Forest Hill, June 25, 1878

My Dear Fanny:

This morning while out rowing, we all came near being drowned. Brother Ed, in trying to take a stick from Tom Reed, tripped and fell out of the boat. Papa and Mamma caught at him to save him, and before we knew it we were all in the water. The boat upset and how we were all saved I can hardly tell. A man in another boat which was near, picked us up. Had it not been for this, you would to-day have no cousin.

Mary Rose.

LESSON 32.

Tigress carrying cub away from tent Playing card scattered on ground.

THE TIGER.

1. The tiger is a giant cat. His body is nearly covered with black stripes.

2. Unlike the lion, he runs so fast that the swiftest horse can not overtake him. He goes over the ground by making bounds or springs, one after another.

3. By night, as well as by day, the tiger watches for his prey. With a frightful roar, he will seize a man, and carry him off.

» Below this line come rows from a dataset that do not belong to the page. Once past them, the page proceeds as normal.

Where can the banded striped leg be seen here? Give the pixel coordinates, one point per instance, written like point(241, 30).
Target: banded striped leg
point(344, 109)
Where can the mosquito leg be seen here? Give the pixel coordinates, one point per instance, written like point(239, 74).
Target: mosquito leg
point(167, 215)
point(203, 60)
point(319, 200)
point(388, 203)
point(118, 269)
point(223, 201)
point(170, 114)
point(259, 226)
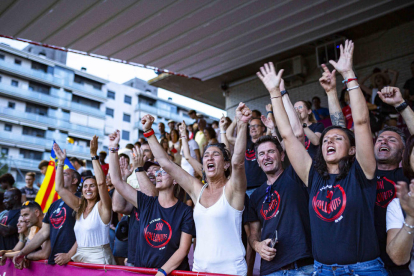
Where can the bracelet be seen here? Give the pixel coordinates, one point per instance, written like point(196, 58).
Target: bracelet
point(162, 271)
point(349, 80)
point(351, 88)
point(149, 133)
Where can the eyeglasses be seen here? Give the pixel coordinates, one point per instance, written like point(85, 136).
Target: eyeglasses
point(268, 194)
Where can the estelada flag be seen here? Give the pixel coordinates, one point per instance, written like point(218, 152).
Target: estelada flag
point(47, 193)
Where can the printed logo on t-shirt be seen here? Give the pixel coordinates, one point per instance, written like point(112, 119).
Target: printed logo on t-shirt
point(271, 209)
point(158, 233)
point(250, 155)
point(58, 217)
point(329, 203)
point(385, 191)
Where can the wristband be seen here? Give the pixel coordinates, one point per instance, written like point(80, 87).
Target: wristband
point(162, 271)
point(140, 169)
point(352, 88)
point(149, 133)
point(401, 107)
point(349, 80)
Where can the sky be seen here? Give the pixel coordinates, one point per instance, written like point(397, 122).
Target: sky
point(120, 73)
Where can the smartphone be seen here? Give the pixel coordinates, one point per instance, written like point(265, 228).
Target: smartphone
point(273, 239)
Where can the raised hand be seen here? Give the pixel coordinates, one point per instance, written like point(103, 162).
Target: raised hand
point(138, 157)
point(61, 155)
point(94, 145)
point(391, 95)
point(406, 195)
point(268, 122)
point(147, 121)
point(183, 129)
point(126, 171)
point(328, 79)
point(114, 139)
point(268, 76)
point(344, 64)
point(243, 113)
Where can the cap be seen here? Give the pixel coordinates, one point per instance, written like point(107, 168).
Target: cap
point(149, 164)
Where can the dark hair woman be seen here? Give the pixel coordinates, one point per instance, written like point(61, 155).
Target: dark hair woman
point(342, 188)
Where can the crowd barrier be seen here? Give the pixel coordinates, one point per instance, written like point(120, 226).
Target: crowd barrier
point(82, 269)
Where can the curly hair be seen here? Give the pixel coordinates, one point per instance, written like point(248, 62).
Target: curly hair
point(344, 164)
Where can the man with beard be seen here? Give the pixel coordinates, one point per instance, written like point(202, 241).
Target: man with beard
point(8, 224)
point(58, 225)
point(145, 173)
point(279, 209)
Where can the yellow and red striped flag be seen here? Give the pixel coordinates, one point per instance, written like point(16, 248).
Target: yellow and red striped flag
point(47, 193)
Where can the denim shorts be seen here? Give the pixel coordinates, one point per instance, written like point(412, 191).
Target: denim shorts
point(374, 267)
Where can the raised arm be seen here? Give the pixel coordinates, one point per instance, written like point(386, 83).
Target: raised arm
point(190, 184)
point(328, 83)
point(67, 196)
point(298, 156)
point(363, 136)
point(125, 190)
point(238, 181)
point(230, 131)
point(198, 168)
point(105, 204)
point(392, 96)
point(145, 185)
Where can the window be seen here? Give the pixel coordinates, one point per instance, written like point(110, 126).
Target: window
point(111, 95)
point(8, 127)
point(110, 112)
point(30, 154)
point(127, 118)
point(85, 101)
point(30, 131)
point(127, 99)
point(4, 151)
point(125, 135)
point(39, 66)
point(34, 86)
point(36, 109)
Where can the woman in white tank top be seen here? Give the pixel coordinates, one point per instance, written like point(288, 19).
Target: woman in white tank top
point(219, 203)
point(93, 211)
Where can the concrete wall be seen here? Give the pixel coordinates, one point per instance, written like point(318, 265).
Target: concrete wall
point(393, 49)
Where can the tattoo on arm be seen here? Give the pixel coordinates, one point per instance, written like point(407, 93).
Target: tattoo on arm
point(338, 119)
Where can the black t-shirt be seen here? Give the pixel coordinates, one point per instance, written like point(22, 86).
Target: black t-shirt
point(287, 212)
point(30, 193)
point(160, 231)
point(10, 219)
point(385, 194)
point(342, 217)
point(133, 234)
point(311, 148)
point(254, 174)
point(62, 221)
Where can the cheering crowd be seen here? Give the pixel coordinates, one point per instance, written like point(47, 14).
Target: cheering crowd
point(328, 191)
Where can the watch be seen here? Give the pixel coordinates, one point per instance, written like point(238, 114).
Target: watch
point(140, 169)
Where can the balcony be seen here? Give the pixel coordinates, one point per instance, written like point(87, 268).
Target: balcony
point(54, 122)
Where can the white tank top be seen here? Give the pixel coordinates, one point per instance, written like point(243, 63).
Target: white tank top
point(219, 246)
point(91, 232)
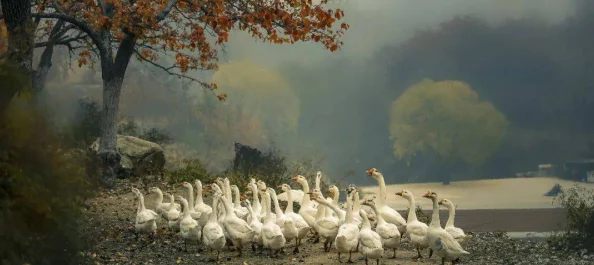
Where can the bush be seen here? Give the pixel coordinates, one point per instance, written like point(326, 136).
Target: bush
point(578, 233)
point(191, 169)
point(42, 188)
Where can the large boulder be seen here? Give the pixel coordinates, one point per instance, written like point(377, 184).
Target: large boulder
point(138, 157)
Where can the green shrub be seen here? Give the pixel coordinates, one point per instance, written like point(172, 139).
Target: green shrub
point(191, 170)
point(42, 188)
point(578, 232)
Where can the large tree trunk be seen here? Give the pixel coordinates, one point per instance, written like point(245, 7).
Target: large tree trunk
point(110, 158)
point(17, 16)
point(113, 72)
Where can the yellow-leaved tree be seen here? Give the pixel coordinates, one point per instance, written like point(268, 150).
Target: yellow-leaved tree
point(446, 119)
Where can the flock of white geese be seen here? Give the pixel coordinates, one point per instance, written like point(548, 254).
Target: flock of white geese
point(228, 222)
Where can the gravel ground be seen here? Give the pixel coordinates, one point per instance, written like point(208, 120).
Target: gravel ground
point(109, 221)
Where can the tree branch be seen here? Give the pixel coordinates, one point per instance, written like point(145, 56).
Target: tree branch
point(163, 14)
point(168, 71)
point(79, 24)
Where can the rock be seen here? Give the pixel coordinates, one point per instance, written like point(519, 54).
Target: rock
point(138, 157)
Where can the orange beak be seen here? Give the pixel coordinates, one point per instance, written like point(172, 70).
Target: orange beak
point(371, 171)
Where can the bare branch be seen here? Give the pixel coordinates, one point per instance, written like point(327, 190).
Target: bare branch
point(169, 71)
point(163, 14)
point(83, 26)
point(60, 41)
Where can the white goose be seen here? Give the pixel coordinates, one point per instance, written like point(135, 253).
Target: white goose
point(356, 204)
point(286, 223)
point(199, 205)
point(238, 229)
point(160, 207)
point(307, 209)
point(347, 238)
point(190, 189)
point(256, 206)
point(416, 230)
point(272, 236)
point(300, 223)
point(440, 241)
point(256, 225)
point(388, 232)
point(146, 219)
point(190, 230)
point(370, 243)
point(456, 232)
point(173, 215)
point(212, 233)
point(262, 187)
point(389, 214)
point(240, 211)
point(327, 226)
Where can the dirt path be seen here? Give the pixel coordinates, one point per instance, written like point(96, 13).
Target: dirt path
point(108, 227)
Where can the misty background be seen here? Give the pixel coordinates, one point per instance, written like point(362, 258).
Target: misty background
point(532, 59)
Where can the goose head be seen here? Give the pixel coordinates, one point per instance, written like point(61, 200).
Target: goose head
point(368, 202)
point(315, 193)
point(299, 179)
point(350, 189)
point(154, 190)
point(332, 191)
point(261, 185)
point(447, 203)
point(285, 187)
point(182, 201)
point(219, 181)
point(374, 173)
point(186, 184)
point(430, 195)
point(405, 194)
point(198, 184)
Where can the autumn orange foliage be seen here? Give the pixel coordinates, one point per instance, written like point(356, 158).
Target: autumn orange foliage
point(196, 29)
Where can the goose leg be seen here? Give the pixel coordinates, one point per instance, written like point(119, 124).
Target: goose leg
point(296, 250)
point(418, 255)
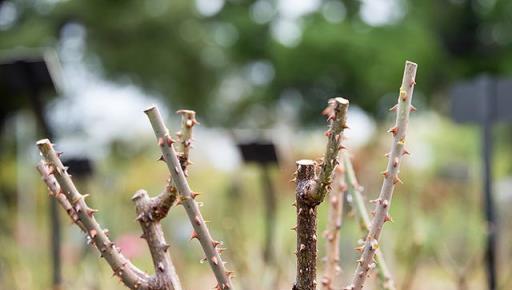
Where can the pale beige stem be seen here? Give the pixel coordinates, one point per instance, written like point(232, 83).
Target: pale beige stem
point(201, 232)
point(130, 275)
point(354, 190)
point(332, 269)
point(371, 244)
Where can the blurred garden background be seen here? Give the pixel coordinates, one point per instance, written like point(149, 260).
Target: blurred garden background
point(253, 71)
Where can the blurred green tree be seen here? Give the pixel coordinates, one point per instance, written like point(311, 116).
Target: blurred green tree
point(232, 59)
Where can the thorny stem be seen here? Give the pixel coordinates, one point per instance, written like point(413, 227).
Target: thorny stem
point(149, 219)
point(201, 232)
point(55, 191)
point(130, 275)
point(166, 199)
point(336, 113)
point(306, 226)
point(332, 234)
point(371, 243)
point(354, 189)
point(188, 121)
point(311, 191)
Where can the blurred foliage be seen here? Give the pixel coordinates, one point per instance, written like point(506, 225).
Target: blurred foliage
point(231, 65)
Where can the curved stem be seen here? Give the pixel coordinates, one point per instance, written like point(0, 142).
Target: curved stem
point(332, 234)
point(130, 275)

4. Have you ever thought what usexx whiskers are to cats? Lions have great whiskers, and so have tigers and all other animals of the cat kind.

5. Whenever you find an animal with whiskers like the cat's, you may be sure that animal steals softly among branches and thick bushes.

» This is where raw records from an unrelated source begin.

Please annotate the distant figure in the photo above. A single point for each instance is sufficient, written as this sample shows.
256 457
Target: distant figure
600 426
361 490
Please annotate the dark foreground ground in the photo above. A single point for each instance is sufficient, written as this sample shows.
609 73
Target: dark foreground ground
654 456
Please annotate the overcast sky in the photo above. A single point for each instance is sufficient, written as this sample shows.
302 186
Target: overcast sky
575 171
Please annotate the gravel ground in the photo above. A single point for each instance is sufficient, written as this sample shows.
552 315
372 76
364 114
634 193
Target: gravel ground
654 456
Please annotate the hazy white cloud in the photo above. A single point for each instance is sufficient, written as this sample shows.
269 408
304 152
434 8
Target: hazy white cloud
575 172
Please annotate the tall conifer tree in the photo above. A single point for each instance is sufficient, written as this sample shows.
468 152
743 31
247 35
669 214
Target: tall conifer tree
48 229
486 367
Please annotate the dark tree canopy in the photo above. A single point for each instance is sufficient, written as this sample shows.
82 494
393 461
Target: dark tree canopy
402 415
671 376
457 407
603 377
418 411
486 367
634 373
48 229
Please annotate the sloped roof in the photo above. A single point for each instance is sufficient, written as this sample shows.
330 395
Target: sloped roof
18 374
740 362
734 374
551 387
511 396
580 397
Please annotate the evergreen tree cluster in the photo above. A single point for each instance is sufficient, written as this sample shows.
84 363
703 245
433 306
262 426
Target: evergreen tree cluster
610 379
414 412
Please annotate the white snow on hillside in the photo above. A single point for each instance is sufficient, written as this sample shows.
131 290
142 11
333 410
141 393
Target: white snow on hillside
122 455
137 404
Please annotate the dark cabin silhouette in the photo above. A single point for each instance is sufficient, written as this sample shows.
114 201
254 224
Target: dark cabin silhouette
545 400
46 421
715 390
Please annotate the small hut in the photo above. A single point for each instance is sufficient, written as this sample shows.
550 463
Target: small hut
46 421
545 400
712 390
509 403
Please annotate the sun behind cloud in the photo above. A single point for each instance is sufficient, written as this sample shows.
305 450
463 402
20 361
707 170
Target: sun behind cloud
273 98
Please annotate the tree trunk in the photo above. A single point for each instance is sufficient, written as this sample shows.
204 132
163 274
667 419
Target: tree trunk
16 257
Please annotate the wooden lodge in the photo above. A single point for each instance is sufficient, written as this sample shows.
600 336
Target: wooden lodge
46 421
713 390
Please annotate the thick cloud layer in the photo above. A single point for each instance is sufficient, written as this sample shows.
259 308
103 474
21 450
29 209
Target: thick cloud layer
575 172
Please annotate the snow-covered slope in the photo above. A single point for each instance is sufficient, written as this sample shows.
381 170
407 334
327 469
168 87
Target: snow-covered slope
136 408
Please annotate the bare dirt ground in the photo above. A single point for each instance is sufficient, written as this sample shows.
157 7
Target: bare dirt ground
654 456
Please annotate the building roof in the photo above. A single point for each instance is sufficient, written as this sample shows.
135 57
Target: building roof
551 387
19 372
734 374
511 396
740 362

6. By the slightest touch on the tiger's whiskers, he knows when there is anything in his road.

7. A few years ago, some English officers went out to hunt. When coming home from their day's sport, they found a little tiger kitten.

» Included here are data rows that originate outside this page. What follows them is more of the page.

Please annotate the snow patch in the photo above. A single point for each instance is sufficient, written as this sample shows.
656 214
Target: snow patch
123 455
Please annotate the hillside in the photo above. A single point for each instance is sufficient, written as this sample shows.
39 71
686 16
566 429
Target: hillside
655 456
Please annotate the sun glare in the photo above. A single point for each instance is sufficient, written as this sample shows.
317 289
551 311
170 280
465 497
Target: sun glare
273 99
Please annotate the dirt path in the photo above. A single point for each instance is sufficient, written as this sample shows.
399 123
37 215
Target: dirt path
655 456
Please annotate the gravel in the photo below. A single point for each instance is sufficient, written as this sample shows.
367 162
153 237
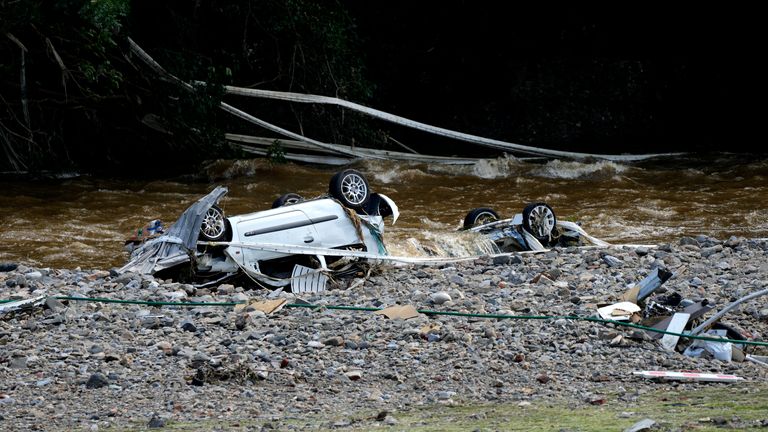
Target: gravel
73 364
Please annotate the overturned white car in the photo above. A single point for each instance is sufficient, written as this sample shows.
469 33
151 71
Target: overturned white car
298 242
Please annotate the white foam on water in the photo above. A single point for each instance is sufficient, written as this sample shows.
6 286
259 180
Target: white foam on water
573 170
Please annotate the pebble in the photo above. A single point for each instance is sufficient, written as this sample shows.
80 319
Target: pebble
130 364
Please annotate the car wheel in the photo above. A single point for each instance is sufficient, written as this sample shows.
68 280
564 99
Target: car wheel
287 199
213 227
351 188
480 216
539 220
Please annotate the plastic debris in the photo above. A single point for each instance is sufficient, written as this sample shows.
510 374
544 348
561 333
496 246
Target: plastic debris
688 376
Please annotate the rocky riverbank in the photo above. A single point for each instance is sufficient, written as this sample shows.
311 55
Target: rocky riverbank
92 365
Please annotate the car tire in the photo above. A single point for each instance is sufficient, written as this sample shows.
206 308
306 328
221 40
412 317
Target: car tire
539 220
287 199
350 187
214 226
480 216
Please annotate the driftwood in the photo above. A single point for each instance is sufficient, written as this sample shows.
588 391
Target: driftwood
487 142
369 153
358 153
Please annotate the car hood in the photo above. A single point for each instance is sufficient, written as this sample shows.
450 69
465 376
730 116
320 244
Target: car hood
178 243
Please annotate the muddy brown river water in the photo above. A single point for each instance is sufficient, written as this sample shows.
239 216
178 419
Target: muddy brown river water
82 221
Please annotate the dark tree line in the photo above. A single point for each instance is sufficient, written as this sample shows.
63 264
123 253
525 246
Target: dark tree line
72 97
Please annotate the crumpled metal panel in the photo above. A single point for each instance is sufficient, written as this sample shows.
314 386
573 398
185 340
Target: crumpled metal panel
178 243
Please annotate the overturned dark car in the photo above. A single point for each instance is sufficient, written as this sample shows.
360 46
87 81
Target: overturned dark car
299 242
535 228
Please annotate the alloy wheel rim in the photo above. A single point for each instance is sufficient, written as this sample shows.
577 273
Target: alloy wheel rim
354 189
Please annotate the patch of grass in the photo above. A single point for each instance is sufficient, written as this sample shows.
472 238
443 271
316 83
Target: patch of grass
706 408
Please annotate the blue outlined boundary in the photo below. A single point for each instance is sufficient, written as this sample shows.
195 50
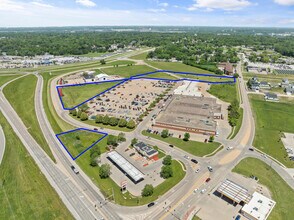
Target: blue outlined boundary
145 76
88 148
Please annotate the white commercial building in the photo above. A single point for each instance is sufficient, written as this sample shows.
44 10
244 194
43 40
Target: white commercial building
132 172
258 208
189 89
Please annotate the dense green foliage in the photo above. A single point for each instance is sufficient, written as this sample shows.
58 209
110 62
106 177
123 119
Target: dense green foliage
182 46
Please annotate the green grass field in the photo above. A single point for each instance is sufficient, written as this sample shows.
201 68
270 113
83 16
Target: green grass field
24 191
22 100
5 79
74 95
238 126
280 191
225 92
198 149
128 71
271 119
78 141
176 67
107 185
141 56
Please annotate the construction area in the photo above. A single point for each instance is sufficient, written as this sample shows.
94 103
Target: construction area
129 100
196 115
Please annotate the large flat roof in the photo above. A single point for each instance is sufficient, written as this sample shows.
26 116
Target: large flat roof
234 191
126 166
259 206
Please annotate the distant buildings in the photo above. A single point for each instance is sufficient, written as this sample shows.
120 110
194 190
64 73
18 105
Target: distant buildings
271 97
258 208
227 67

8. They took it with them and tied it, with a collar and chain, to the pole of their tent. It played about, to the delight of all who saw it.

9. One evening, just as it was growing dark, they heard a sound that frightened them greatly. It was the roar of a tiger.

10. The kitten pulled at the chain, and tried to break away. With a sharp cry, it answered the voice outside.

11. All at once, a large tigress bounded into the middle of the tent. She caught her kitten by the neck, and broke the chain which bound it.

12. Then turning to the door of the tent, she dashed away as suddenly as she had come.

LESSON 33.

then usual cousin fireside sewing (so-)

Katie better crackle knitting perhaps

Jane reason to-night happier instructive

THE FIRESIDE.

1. One winter night, Mrs. Lord and her two little girls sat by a bright fire in their pleasant home. The girls were sewing, and their mother was bμsy at her knitting.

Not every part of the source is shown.